Bir açıdan “15 Temmuz şehitlerini anma etkinlikleri” ile “Kemal Kılıçdar- oğlu’nun uzun yürüyüşü” Türkiye’de yarı yarıya ayrışımın yansıması gibi algılar üretebiliyor.
Batı medyasında iki farklı zihniyette
ayrışmanın “derinleştiği” iddiaları yayımlanmakta.
Ama...
Başka açıdan bakıldığında, “demokrasi derinliği tahlili” de yapılabilir.
Şöyle ki...
Ana muhalefet partisi CHP’nin lideri Kemal Kılıçdaroğlu Ankara’da “demokrasi yürüyüşünü” başlatıyor.

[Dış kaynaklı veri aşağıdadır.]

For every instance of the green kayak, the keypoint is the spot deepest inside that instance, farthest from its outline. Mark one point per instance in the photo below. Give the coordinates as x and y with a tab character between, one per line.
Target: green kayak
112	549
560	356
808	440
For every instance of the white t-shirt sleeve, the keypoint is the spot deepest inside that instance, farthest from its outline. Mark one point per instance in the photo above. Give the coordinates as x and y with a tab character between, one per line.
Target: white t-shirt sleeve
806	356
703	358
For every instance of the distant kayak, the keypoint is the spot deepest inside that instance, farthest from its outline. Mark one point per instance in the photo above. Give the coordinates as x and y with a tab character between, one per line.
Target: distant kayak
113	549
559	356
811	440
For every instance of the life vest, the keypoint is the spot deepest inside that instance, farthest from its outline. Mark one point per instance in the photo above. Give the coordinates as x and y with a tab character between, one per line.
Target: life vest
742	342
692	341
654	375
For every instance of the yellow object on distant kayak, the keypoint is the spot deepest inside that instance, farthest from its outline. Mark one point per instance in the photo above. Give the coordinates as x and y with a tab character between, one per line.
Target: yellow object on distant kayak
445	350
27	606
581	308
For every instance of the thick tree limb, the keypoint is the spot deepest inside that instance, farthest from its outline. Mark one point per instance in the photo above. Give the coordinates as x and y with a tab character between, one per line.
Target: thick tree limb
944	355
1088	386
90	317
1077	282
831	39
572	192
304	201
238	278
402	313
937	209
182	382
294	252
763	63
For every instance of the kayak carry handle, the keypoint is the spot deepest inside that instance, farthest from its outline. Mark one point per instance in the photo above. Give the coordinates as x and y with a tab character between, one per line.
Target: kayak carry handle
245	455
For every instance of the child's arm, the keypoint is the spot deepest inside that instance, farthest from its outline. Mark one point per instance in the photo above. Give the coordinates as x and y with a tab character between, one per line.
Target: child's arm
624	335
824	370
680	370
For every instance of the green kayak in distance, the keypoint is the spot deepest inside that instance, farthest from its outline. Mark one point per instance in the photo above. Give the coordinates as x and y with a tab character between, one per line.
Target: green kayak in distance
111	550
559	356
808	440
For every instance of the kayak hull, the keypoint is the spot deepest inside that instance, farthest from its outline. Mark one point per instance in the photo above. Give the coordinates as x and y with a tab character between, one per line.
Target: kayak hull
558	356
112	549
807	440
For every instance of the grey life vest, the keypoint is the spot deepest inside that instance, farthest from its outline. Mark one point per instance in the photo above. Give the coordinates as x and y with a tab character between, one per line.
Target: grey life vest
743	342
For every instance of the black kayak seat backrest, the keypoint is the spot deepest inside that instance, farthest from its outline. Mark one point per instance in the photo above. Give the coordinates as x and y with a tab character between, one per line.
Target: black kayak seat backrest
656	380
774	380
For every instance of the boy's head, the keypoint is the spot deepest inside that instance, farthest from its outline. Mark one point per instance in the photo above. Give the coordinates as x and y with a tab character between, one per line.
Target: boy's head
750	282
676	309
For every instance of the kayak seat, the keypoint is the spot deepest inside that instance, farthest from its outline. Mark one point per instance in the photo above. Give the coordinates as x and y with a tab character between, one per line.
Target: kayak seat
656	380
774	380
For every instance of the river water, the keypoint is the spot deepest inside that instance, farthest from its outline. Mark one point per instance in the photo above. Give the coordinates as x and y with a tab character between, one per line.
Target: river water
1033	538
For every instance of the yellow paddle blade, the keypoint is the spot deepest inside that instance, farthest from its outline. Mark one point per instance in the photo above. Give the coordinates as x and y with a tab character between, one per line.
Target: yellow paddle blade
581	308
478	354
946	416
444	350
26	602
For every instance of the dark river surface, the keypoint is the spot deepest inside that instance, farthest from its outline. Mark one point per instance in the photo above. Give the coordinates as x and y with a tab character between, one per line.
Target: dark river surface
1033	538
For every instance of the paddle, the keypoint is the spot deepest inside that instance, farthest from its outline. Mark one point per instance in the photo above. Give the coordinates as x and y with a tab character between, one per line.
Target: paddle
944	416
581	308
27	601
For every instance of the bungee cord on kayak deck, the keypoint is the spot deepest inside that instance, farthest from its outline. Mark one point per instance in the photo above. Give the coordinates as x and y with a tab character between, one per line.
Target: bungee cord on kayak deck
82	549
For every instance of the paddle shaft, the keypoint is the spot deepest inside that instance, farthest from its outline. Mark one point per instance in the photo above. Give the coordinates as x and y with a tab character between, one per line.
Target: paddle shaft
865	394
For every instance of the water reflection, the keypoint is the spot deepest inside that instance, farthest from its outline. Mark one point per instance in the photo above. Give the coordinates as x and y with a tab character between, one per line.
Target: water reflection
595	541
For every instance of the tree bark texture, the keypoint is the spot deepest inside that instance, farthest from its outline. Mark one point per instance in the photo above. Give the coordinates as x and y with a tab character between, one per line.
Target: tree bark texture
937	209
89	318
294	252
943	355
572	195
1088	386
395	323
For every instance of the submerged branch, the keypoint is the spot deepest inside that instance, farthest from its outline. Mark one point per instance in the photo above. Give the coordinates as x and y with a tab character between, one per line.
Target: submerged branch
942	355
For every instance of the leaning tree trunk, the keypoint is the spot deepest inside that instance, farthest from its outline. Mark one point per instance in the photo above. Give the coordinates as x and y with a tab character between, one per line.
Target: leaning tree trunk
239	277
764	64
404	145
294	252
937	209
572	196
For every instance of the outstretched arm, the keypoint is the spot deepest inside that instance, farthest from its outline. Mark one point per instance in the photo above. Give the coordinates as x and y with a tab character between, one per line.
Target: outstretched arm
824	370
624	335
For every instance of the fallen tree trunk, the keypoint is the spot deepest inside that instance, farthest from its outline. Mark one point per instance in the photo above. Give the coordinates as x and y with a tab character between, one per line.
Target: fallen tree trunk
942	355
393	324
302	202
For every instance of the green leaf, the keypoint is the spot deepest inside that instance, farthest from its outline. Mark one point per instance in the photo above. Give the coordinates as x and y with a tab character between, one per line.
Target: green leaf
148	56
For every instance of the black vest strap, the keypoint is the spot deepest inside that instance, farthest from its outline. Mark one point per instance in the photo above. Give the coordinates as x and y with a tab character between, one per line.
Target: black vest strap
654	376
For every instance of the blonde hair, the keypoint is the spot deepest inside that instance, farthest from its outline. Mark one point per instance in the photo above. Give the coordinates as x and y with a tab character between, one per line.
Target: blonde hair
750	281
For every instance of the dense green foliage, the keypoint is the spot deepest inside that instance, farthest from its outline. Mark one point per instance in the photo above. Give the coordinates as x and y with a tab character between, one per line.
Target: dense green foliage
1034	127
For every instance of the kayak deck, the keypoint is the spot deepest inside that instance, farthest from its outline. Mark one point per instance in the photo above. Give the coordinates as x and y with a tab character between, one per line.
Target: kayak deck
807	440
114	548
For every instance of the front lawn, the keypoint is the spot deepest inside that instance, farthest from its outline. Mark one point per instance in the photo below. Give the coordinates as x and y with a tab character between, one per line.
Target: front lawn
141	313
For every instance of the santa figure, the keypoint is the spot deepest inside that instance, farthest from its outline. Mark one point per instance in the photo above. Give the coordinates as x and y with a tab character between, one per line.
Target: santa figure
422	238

Arkasında gittikçe büyüyen bir toplulukla İstanbul’a kadar, “demokrasi olgunluğu” denebilecek yürüyüşünü ufak tefek tatsızlıklar dışında tamamlayabiliyor.
Bu yürüyüş devletin görevlendirdiği “güvenlik güçlerinin” koruması altında gerçekleşiyor.
Türkiye’nin daha önceki dönemlerden siyaset sicilinde böyle bir görüntü yok.
Muhalefet lideri siyaseti Meclis dışına, caddelere, şehirlerarası yollara döktüğünde “polis” görüntüsü varsa, bu hep, hareketi “engellemek”, topluluğu “dağıtmak” için olmuştur.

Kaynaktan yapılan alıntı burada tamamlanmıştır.